Narratively, the episode makes little progress. Victoria's return was necessary for the future of the season. The writers couldn't do much with her in a cabin somewhere in rural New York. The series will be stalled until Jennifer Jason Leigh makes her return to Emily's life. As I already wrote, this episode's essentially a retread of season one, early season one specifically. Emily needs to get closer to the Graysons; the Graysons harbor dangerous secrets Emily needs to know; Emily sort of learns the truth, but not really, and gets closer to the family, but not really, because Victoria doesn't trust her.

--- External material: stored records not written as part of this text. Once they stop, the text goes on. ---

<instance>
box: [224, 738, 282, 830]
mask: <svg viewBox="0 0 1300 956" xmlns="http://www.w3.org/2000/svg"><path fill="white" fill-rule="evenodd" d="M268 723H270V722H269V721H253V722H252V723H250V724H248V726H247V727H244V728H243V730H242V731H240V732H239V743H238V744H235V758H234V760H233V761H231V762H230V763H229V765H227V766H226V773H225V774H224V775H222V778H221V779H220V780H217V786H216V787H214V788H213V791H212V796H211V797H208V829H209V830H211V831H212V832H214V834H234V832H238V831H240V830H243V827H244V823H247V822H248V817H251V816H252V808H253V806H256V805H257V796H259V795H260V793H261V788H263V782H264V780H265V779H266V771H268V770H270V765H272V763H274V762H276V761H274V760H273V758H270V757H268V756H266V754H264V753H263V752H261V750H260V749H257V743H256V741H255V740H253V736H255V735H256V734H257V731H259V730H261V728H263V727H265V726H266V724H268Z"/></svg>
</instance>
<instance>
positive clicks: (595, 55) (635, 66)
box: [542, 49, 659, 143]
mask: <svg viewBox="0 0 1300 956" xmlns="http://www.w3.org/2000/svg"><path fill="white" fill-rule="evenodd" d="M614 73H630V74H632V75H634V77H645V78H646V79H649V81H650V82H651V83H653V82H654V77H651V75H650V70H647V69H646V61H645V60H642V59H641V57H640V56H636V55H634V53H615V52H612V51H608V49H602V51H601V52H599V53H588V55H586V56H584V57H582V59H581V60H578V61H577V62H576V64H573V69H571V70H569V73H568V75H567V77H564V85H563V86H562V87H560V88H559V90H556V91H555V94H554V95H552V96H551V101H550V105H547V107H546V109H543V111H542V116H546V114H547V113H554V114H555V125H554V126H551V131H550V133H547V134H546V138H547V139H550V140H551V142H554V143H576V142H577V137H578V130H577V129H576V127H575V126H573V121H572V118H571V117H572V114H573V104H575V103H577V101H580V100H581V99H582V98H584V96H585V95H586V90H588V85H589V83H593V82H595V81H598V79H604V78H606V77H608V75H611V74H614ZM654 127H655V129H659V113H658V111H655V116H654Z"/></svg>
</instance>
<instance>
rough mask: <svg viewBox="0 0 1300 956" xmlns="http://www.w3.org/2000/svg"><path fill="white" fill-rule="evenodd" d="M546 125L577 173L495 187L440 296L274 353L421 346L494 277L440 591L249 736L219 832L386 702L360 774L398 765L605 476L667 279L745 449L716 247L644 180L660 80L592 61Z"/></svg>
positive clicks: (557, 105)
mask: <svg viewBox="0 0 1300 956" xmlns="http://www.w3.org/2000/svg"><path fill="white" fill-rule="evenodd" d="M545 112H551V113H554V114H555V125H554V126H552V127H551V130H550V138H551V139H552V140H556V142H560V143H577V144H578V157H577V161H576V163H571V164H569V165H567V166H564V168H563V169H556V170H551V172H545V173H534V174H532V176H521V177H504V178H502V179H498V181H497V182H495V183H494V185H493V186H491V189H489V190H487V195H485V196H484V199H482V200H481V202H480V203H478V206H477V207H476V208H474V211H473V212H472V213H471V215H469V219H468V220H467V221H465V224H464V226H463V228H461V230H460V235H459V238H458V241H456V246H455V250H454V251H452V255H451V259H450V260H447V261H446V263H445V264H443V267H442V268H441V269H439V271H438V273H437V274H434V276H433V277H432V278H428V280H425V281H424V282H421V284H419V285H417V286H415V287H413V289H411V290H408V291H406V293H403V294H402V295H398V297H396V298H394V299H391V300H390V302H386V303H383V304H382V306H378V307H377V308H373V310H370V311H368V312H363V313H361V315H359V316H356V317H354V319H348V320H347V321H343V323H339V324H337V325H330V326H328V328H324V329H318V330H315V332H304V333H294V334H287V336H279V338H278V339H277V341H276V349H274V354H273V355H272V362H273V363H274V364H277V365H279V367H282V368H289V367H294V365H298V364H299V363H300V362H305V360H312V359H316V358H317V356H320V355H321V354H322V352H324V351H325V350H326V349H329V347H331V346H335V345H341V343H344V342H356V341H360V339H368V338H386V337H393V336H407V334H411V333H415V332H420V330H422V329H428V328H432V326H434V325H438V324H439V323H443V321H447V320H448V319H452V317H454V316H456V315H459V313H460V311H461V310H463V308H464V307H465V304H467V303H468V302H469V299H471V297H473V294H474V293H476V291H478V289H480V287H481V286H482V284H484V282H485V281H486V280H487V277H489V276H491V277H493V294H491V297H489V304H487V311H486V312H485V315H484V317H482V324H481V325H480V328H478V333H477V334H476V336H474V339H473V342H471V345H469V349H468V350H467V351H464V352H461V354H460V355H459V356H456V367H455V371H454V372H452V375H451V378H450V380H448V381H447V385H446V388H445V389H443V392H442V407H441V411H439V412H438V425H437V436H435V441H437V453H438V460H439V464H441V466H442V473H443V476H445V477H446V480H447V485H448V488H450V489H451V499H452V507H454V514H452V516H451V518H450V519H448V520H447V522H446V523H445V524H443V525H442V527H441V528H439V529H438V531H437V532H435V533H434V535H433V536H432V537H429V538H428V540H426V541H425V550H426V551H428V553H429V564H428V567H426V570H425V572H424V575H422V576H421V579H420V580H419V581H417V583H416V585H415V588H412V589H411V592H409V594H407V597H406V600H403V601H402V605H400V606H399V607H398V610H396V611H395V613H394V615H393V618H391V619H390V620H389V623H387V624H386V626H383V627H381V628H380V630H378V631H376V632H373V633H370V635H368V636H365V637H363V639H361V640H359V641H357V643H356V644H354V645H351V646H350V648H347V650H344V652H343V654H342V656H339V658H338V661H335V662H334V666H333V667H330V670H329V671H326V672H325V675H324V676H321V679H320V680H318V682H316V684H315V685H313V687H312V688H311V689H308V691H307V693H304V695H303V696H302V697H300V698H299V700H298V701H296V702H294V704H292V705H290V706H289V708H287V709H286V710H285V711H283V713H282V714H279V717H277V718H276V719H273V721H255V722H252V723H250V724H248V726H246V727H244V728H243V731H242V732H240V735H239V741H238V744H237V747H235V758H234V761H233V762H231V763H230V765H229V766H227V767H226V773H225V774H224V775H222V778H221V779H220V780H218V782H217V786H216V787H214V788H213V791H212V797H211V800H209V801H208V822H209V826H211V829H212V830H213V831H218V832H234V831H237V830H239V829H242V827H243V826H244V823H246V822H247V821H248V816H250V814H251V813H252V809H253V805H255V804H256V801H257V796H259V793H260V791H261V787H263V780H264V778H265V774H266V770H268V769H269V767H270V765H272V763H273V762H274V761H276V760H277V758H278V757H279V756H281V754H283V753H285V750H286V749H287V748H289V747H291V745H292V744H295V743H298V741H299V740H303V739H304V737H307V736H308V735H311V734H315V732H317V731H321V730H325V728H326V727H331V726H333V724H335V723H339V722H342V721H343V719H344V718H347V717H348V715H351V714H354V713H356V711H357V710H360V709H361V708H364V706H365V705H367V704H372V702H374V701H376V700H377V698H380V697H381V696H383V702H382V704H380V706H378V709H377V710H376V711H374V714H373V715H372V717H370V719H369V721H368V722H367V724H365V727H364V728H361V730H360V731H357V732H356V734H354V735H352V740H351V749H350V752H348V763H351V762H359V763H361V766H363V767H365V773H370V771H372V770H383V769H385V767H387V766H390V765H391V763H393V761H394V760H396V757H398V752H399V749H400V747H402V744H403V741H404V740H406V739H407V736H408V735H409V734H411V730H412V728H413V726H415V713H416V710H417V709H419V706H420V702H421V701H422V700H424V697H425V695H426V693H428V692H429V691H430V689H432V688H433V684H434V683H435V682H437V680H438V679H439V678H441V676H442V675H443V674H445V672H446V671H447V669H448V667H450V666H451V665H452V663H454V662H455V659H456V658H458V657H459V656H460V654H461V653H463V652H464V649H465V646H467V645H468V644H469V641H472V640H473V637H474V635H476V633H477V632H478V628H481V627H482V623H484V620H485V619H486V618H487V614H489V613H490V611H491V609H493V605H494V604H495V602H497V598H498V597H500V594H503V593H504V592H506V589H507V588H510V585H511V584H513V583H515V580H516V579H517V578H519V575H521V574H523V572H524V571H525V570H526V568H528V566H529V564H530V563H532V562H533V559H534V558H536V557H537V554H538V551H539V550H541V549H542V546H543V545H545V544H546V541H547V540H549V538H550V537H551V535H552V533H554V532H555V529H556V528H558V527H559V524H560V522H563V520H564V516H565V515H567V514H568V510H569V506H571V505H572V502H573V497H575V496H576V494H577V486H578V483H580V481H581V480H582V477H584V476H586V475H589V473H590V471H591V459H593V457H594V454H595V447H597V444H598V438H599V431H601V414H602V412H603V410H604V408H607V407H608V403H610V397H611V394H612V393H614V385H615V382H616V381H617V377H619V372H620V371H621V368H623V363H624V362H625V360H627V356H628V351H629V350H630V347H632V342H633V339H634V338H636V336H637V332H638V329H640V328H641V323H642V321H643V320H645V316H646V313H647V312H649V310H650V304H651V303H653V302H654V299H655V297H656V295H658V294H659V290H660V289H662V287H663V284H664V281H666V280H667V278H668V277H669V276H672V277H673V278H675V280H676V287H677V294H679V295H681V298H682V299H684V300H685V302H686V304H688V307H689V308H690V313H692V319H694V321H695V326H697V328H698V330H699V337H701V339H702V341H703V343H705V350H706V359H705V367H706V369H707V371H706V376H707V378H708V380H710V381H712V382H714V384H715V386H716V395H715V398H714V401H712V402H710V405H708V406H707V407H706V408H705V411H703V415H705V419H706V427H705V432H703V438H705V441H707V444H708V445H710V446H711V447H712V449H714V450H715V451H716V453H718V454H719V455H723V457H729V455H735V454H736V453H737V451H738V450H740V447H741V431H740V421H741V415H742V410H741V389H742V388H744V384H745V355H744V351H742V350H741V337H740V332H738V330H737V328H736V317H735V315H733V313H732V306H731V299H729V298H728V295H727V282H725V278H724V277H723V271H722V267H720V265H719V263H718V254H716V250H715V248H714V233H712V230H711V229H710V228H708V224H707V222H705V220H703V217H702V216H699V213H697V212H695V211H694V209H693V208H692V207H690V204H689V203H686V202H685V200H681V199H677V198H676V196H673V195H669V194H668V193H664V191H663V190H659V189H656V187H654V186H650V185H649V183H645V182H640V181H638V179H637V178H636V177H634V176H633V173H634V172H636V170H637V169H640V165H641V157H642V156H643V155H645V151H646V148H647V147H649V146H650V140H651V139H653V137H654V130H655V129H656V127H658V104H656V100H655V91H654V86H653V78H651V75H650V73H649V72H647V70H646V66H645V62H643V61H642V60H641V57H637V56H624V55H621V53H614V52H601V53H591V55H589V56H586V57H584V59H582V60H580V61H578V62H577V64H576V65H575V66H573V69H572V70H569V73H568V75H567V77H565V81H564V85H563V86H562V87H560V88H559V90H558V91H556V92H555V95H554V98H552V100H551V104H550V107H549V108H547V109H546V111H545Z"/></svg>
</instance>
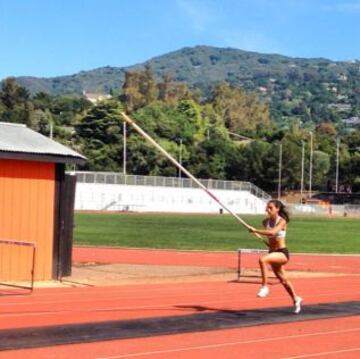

Emily lies to Jack. Daniel and Emily seem like a potential couple again. The differences are: Charlotte's less grating, and Declan's downright likeable.
Revenge established important plots and such thus far; now it's time to move forward.
-Nolan hired his accounting analyst as his CFO because the show needed another gorgeous woman on screen. This actress looks like a more exotic Rachel Leigh Cook. While I mostly dread greater focus on Nolocorp, I look forward to Nolan's dynamic with Rachel Leigh Cook lookalike.
-Declan's a worthwhile character but his stories continue to suck. A rich bastard tells Declan to hold an expensive necklace for him in exchange for $500. Declan's definitely going to lose the necklace, or some other item he's tasked with protecting, and find himself in trouble. It'll be like The Outsiders, only worse. I just hope C. Thomas Howell is brought in as rich guy's older brother or uncle.
-Ashley played tennis and I once again lament the blandness of rich folk. They vacation in the most obvious places and play the most obvious sports.
-Fake Amanda and Jack learned he's the biological father; however, Emily lied to Fake Amanda about the Jack not being the father after Fake Amanda called to confirm the results, as Fake Amanda had a one-night stand and wanted to ensure Jack would stick around. Fake Amanda's also involved in Emily's plans for Charlotte. Maybe Revenge is already convoluted.
-Sallie Patrick wrote the episode. David Grossman directed it.